A. Søeborg's Fabrikker was a confectionery company founded in 1849 in Copenhagen, Denmark. It was acquired by Brdr. Metz in 1953 and discontinued as an independent brand in 1963. Its factory was from 1880 located at Jagtvej 95 (later No. 95–99) in Nørrebro.

==History==
A. Søeborg's Fabrikker was founded in 1849 by A. Søeborg (1804-1892) in Sølvgade . In 1872, it was ceded to his son F. Søeborg (1840-1917). In 1880, he inaugurated a new factory on Jagtvej in Nørrebro.
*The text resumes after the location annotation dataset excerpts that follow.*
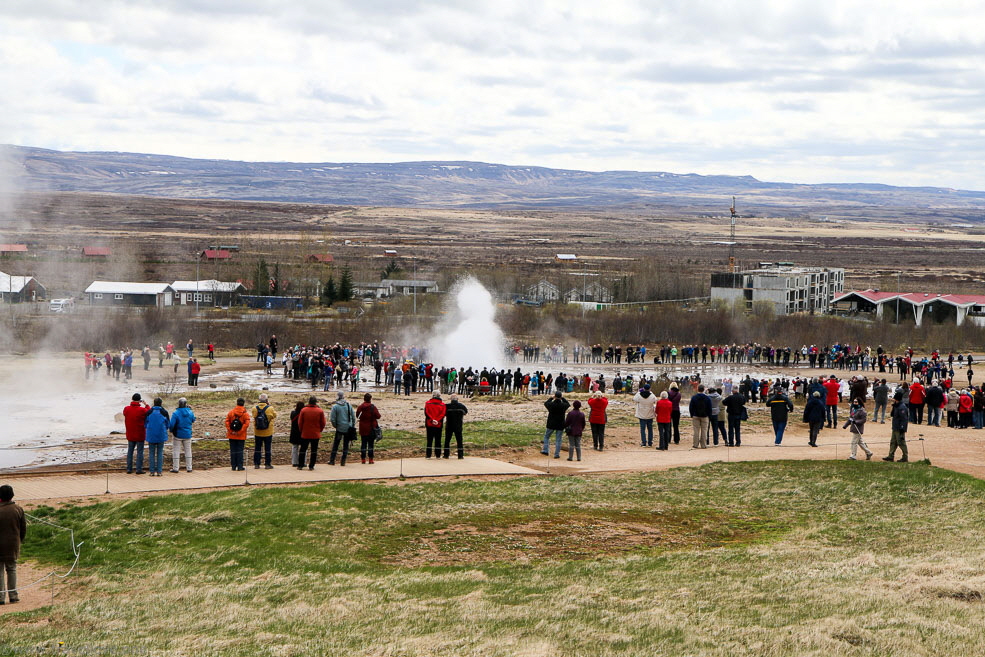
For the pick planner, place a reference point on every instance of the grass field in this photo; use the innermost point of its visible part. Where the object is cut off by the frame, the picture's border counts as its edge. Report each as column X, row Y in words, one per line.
column 793, row 558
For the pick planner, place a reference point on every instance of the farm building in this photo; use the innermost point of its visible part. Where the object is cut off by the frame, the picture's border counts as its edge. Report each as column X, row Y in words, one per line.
column 11, row 249
column 216, row 255
column 788, row 288
column 593, row 292
column 366, row 290
column 144, row 295
column 544, row 291
column 915, row 306
column 208, row 293
column 16, row 289
column 405, row 287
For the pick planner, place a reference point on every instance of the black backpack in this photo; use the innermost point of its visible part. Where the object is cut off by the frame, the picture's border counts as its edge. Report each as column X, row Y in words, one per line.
column 262, row 422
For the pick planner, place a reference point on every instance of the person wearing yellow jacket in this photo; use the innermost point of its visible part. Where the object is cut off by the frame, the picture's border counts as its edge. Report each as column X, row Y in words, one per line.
column 263, row 431
column 237, row 420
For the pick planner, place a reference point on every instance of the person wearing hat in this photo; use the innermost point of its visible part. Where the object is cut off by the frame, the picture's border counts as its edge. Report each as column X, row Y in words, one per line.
column 900, row 417
column 556, row 408
column 646, row 410
column 134, row 416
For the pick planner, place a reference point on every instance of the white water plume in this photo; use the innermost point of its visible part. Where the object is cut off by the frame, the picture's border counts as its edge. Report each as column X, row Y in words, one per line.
column 469, row 335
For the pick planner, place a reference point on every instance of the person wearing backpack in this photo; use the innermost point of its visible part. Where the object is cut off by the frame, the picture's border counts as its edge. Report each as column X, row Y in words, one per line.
column 181, row 428
column 263, row 431
column 343, row 418
column 237, row 420
column 156, row 434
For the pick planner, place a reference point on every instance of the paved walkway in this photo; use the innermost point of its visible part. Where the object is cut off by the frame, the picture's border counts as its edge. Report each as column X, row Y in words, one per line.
column 90, row 485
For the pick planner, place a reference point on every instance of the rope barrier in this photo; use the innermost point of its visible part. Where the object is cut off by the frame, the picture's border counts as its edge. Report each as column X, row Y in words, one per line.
column 76, row 551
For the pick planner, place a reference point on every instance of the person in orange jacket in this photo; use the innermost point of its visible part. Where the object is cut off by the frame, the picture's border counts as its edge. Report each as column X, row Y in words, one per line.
column 237, row 420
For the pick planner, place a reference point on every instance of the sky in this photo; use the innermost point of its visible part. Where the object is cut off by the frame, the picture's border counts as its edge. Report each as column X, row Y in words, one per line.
column 832, row 91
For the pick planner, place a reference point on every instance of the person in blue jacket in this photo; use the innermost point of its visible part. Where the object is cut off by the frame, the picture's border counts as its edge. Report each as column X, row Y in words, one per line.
column 181, row 427
column 156, row 434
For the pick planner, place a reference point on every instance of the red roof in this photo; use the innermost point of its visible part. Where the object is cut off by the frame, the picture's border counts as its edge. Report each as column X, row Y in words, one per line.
column 915, row 298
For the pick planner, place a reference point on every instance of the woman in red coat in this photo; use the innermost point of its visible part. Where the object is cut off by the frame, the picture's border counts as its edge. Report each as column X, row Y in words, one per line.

In 1903, A. Søeborg's Fabrikker was acquired by MPharm Herluf Rubow (1869-1948). In 1941, it was converted into a limited company (aktieselskab) with MPharm C. N. Korsgaard (born 1903) as CEO of the company. On 23 November 1943, its factory on Jagtvej was hit by fire due to sabotage by the Bopa Group. In 1950 the board consisted of Harry A. Jensen (born 1889), Ove Juel-Christensen (born 1890), E. Trock-Jansen (born 1891) and Paul Wilhjelm (born 1893).

In 1953, it was acquired by Brdr. Metz A/S but continued as an independent brand. On 31 January 1963, it was discontinued but production continued under the name Brdr. E. Metz. The buildings on Jagtvej were sold in 1971.

==Location==
The company was based at Jagtvej 95–99 in Copenhagen. The company opened a flagship shop at Kongens Nytorv 16 in 1914.

==Advertisement==
A- S'eborgs Fanrikker obtained permission to use Elisabeth Jerichau-Baumann's painting Mother Denmark in their logo. In 2015–1923, Mathilde Muus published a series of cook books under her pseudonum E. Constantin as advertisement for the company.